Luxembourg, 18/02/2002 (Agence Europe) - In a "Portugaia Construcones" ruling, the fifth Chamber of the European Court of Justice, chaired over by Peter Jann, states that a Member State which authorises national employers to practice wages below the minimum wage set be collective bargaining may not prohibit employers of other Member States from "social dumping" on its territory.
The fact that a German employer may, through the collective agreement specific to an undertaking, practice lower wages than the minimum set in a collective agreement declared of general application, whereas a Portuguese employer established in Portugal may not do so in Germany, is an unjustified restriction on the free provision of services, the Court stipulates.
The German employment services had prosecuted a Portuguese company before the Tauberbischofsheim District Court for having paid posted workers to a German site a lower wage to that applicable in Germany in application of the collective agreement in the building industry.

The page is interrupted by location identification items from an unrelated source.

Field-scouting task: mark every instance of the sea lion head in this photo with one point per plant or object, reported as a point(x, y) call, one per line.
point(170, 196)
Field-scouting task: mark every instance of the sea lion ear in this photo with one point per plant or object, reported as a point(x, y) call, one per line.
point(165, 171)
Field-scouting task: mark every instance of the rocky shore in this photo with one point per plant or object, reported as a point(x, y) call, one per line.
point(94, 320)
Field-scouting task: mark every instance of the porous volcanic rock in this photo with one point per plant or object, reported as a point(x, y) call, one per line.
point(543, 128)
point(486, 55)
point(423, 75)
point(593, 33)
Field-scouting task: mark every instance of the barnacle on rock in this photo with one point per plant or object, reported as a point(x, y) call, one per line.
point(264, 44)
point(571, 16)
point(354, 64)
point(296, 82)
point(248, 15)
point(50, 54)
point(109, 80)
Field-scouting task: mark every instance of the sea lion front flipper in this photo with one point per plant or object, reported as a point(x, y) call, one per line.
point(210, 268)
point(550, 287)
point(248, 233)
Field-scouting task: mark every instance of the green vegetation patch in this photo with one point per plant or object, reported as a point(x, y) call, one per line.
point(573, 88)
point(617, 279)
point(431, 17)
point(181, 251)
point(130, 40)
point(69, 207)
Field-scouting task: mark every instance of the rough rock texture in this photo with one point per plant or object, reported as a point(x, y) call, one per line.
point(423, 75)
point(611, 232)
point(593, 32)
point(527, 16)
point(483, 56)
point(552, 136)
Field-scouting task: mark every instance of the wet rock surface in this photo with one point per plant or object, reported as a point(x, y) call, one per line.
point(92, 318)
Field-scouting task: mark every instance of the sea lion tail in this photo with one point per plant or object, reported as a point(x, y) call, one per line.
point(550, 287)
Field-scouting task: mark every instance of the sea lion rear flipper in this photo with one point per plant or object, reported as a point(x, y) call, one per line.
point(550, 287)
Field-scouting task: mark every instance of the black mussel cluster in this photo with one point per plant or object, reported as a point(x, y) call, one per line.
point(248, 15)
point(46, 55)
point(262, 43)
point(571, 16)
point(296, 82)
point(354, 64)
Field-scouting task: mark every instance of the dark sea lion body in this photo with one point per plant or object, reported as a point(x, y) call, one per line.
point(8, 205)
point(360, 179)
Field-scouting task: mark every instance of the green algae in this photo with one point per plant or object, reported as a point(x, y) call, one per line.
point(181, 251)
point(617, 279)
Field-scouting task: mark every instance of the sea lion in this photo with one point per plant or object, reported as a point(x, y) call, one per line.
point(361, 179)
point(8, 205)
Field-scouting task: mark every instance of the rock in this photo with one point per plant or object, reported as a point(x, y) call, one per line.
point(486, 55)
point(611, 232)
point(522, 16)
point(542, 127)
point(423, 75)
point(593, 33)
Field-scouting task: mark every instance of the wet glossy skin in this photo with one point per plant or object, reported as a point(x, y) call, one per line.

Before ruling, the Court had sent on the case to the European Court of Justice. It pointed out that, in German law, there was the possibility for German employers to practice wages below the minimum wage set through a collective convention. The Court replied that if this faculty existed for German employers working in Germany, it had to exist for employers established in other Member states that posted workers to German sites. And this, it goes on, in the name of the free provision of services.

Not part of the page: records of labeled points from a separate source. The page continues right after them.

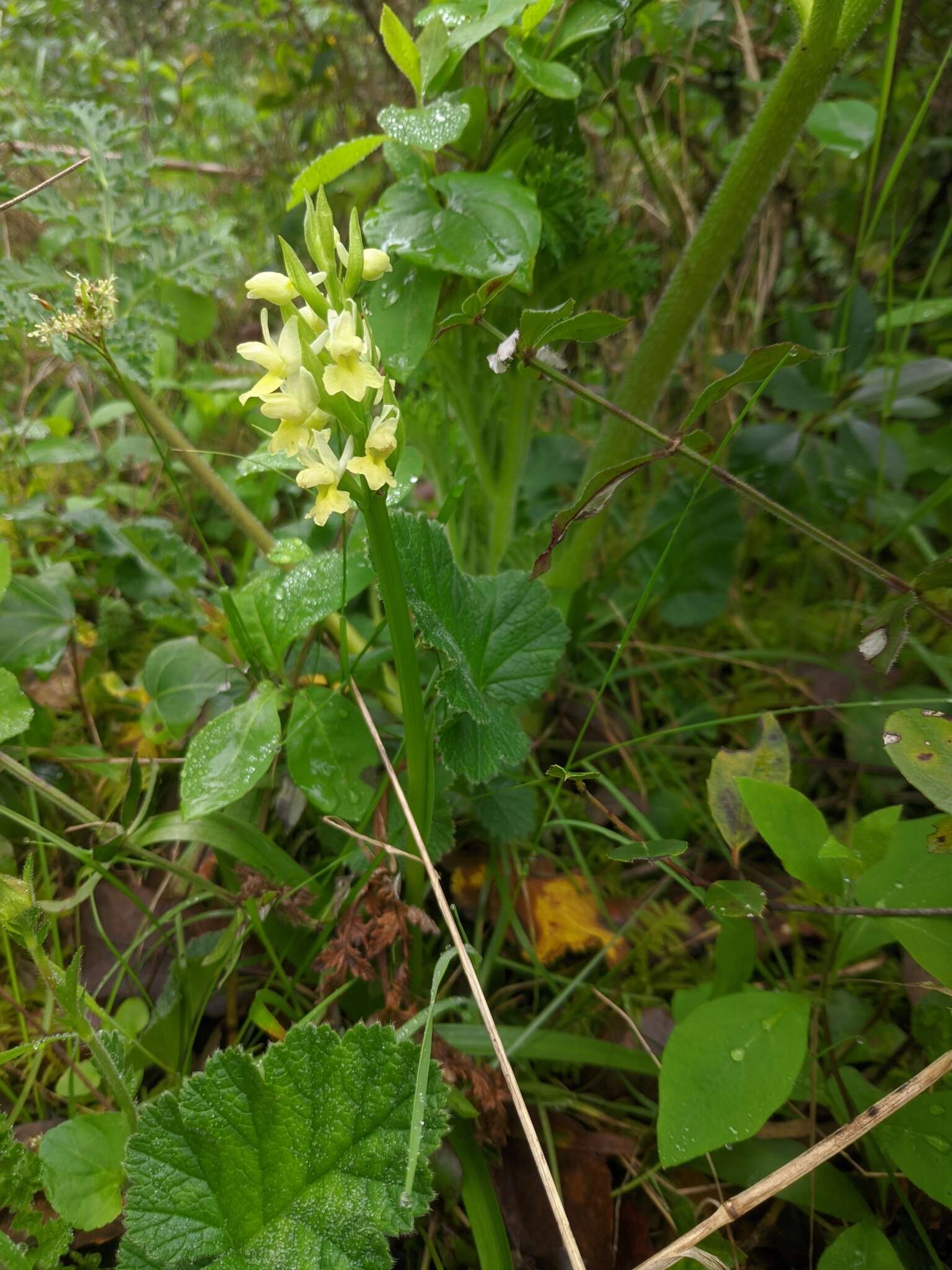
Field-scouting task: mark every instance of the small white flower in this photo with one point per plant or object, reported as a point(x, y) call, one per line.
point(280, 361)
point(503, 356)
point(375, 265)
point(381, 443)
point(323, 471)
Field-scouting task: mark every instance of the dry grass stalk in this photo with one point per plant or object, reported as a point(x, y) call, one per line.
point(522, 1110)
point(776, 1181)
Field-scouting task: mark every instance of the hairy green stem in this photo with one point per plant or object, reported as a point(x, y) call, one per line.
point(749, 492)
point(390, 579)
point(834, 25)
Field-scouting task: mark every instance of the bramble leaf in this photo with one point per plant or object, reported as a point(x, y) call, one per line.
point(295, 1160)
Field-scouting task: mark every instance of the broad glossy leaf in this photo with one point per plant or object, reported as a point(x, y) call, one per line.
point(584, 20)
point(735, 900)
point(83, 1169)
point(298, 1160)
point(919, 744)
point(847, 126)
point(726, 1068)
point(827, 1189)
point(280, 606)
point(500, 641)
point(402, 48)
point(431, 127)
point(794, 830)
point(550, 79)
point(15, 708)
point(328, 748)
point(180, 676)
point(402, 309)
point(36, 619)
point(767, 760)
point(333, 164)
point(912, 877)
point(230, 755)
point(861, 1248)
point(469, 224)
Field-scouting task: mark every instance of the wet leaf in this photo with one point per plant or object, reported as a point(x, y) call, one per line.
point(919, 744)
point(735, 900)
point(726, 1068)
point(767, 760)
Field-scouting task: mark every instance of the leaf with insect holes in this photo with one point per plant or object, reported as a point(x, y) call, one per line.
point(919, 744)
point(767, 760)
point(499, 638)
point(295, 1160)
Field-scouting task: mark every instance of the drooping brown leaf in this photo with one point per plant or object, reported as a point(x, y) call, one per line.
point(765, 761)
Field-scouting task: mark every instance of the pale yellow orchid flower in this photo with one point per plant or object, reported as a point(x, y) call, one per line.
point(323, 471)
point(280, 361)
point(350, 373)
point(380, 445)
point(299, 407)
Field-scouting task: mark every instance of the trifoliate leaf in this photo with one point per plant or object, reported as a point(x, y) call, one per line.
point(500, 641)
point(19, 1184)
point(298, 1160)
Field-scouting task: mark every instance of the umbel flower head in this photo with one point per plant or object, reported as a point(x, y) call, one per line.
point(90, 318)
point(323, 371)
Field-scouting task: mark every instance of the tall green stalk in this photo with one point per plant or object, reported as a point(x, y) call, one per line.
point(419, 750)
point(832, 30)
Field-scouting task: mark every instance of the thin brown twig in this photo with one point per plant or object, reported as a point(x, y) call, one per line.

Although "orthodox" - Community companies must have the same rights as national companies - this ruling is a "curiosity" for certain legal experts: a Portuguese company or any other non-German company would only have to "provide for wages lower than the German minimum wage by simple collective agreement specific to an undertaking to practice low wages in Germany. According to them, the only way to avoid this social dumping would be for Germany to abolish this practice of inferior salaries to the minimum wage. In which case, employers from other Member States could not make use of it. During the trial, the German Government said that to its knowledge there were in fact no collective agreements specific to an undertaking relating to the minimum wage. The Court replied that that made no difference. The simple legal faculty, even if not used, of setting lower wages was sufficient for granting this faculty to Community undertakings.